The Ashkenaz mss. all have gover. As due Yemenite mss. I do not remember
what most S'faradi mss. have.

One thing that people are only partially aware of, including many rabbonim
who decided to comment on grammatical matters without the necessary study,
is that L'shon Chazal is a different language than Biblical Hebrew,
but that Chazal grew up knowing T'NaKh by heart, and so sprinkled their
language with Biblical quotations, just as English writers leaven their
language with quotations from Shakespeare or the Bible. Those quotations
are in the archaic dialect of English that was spoken in the 16th-17th
Century when Shakespeare lived and the King James translation was
done. and do not represent the language spoken by a 21st Century writer.

Similarly the language of T'filla as composed by Chazal uses their spoken
Hebrew, which we call L'shon Chazal, but it is as full of quotations
from the T'NaKh as a raisin bun is of raisins. Which makes it often
difficult to distinguish what is L'shon Chazal from what is a quotation.
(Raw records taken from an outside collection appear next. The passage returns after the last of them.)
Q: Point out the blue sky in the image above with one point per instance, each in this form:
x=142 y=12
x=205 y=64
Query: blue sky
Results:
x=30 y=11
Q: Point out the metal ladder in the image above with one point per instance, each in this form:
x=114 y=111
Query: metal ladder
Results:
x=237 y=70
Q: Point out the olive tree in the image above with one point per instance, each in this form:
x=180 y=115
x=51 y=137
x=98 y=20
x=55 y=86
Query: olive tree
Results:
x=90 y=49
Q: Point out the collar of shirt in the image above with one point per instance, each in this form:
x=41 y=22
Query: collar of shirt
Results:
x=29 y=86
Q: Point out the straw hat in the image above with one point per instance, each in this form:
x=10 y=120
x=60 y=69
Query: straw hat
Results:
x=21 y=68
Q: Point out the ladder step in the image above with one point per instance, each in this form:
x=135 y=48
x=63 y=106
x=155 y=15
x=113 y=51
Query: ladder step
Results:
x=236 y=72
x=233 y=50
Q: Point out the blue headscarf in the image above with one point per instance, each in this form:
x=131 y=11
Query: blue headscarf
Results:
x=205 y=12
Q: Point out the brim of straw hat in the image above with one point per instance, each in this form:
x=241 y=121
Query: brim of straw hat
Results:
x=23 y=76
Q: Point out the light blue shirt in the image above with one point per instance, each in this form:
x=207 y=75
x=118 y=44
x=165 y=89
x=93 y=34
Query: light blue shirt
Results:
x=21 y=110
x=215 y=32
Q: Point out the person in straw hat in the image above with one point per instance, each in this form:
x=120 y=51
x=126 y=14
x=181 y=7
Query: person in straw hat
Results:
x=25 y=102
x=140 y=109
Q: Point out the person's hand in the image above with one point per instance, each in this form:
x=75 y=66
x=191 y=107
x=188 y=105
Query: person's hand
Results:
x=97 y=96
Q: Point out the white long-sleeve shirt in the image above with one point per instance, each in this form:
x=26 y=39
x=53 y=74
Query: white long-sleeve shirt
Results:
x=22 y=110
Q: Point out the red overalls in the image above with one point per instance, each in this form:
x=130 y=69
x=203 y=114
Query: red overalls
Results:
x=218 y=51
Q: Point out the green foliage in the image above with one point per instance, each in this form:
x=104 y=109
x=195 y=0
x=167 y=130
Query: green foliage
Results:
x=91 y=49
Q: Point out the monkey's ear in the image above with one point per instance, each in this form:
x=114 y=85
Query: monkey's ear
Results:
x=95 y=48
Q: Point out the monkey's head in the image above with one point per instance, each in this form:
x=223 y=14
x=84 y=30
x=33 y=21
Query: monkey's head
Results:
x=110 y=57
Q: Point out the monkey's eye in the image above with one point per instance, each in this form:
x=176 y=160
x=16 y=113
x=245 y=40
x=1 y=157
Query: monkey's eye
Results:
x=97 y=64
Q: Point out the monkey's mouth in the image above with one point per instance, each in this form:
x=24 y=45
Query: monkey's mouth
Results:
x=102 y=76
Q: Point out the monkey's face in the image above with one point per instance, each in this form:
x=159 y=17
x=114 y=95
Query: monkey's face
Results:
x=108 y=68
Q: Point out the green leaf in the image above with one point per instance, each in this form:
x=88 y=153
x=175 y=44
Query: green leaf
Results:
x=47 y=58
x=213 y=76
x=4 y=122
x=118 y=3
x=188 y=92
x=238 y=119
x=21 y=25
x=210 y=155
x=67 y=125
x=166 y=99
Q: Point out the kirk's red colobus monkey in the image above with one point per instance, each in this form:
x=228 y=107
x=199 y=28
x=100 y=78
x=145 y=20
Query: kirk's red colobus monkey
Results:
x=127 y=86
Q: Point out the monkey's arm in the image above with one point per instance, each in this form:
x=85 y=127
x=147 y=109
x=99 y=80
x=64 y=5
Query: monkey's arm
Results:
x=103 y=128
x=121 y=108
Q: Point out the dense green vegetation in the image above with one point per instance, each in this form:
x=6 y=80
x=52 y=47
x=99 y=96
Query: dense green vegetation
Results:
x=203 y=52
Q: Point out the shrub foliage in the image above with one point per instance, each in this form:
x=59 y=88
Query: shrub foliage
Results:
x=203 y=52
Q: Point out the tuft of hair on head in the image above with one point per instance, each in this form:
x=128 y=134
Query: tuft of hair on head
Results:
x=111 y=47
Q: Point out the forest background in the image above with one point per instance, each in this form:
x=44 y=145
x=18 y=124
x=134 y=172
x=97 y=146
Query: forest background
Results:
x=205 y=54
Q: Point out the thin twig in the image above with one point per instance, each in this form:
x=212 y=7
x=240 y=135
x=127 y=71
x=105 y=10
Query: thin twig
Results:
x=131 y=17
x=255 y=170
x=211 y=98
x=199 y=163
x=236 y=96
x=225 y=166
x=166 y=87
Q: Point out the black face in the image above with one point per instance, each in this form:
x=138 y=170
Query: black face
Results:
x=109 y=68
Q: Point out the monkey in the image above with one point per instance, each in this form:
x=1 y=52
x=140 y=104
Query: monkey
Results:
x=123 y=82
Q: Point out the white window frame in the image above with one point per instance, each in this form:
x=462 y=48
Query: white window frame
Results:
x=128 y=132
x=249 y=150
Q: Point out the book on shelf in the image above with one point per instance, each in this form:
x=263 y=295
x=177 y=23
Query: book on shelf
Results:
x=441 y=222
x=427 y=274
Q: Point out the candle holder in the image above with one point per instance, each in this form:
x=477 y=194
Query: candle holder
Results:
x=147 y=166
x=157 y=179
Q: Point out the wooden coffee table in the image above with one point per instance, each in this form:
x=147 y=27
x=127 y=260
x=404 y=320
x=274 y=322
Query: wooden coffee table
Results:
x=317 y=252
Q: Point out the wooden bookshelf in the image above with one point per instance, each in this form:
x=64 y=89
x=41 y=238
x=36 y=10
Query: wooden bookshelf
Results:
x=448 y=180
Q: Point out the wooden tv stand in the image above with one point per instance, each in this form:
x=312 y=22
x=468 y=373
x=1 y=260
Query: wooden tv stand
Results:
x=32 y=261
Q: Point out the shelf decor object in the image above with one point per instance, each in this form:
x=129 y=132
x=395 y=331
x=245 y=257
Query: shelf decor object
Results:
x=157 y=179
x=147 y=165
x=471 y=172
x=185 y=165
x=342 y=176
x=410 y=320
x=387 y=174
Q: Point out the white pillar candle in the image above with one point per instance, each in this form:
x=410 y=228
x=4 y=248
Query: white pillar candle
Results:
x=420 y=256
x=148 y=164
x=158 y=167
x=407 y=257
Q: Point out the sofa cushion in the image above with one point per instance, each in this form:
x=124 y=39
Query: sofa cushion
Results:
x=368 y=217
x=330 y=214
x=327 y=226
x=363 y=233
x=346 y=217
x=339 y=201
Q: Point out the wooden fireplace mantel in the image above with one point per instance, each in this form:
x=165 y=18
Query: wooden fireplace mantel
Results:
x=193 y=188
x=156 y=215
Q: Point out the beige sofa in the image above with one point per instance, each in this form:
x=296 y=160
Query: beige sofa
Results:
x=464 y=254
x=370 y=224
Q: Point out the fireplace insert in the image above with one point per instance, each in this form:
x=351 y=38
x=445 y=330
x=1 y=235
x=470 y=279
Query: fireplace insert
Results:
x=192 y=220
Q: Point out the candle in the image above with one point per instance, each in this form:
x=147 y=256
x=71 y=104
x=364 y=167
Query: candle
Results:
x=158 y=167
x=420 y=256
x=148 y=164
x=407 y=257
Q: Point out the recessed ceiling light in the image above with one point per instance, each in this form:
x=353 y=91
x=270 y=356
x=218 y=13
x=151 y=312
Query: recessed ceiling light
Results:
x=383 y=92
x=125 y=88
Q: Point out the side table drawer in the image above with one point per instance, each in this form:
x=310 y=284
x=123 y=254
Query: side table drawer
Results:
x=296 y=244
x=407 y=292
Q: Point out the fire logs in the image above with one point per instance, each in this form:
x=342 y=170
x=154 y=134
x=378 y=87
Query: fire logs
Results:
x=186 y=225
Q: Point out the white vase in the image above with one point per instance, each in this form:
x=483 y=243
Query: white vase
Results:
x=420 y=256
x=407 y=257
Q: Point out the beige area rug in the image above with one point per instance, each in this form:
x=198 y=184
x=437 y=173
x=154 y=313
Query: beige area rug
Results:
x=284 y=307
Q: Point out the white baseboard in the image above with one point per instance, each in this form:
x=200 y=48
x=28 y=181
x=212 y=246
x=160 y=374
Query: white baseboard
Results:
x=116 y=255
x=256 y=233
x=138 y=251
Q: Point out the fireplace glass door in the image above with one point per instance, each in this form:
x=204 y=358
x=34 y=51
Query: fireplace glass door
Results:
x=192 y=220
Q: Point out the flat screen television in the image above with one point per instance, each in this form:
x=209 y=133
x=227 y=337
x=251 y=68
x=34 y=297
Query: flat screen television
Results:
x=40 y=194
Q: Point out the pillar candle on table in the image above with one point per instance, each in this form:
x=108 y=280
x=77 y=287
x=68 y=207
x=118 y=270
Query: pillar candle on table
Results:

I am writing a treatise about this, which God willing I will publish
one of these days, which will contain proofs and various strategems to
distinguish what is what.

But if the language is found in a posuk, you can be sure it is a
quotation. And the phrase מצעדי גבר [mitz'adei gaver] appears twice,
once in T'hillim 37 and once in Mishlei 20, once at the beginng of a
phrase and once at the end.

It seem fair to me to assume that they used the form at the end of a
phrase to put in the b'rokho, and so I would argue that the b'rokho is
incorporating the language of

    מֵיְיָ מִצְעֲדֵי-גָבֶר,  וְאָדָם מַה-יָּבִין דַּרְכּוֹ
    [MeiYY mitz'adei-gover, ve'adam mah yovin darko.]

and so it would be "gover," as the mss. I saw have it.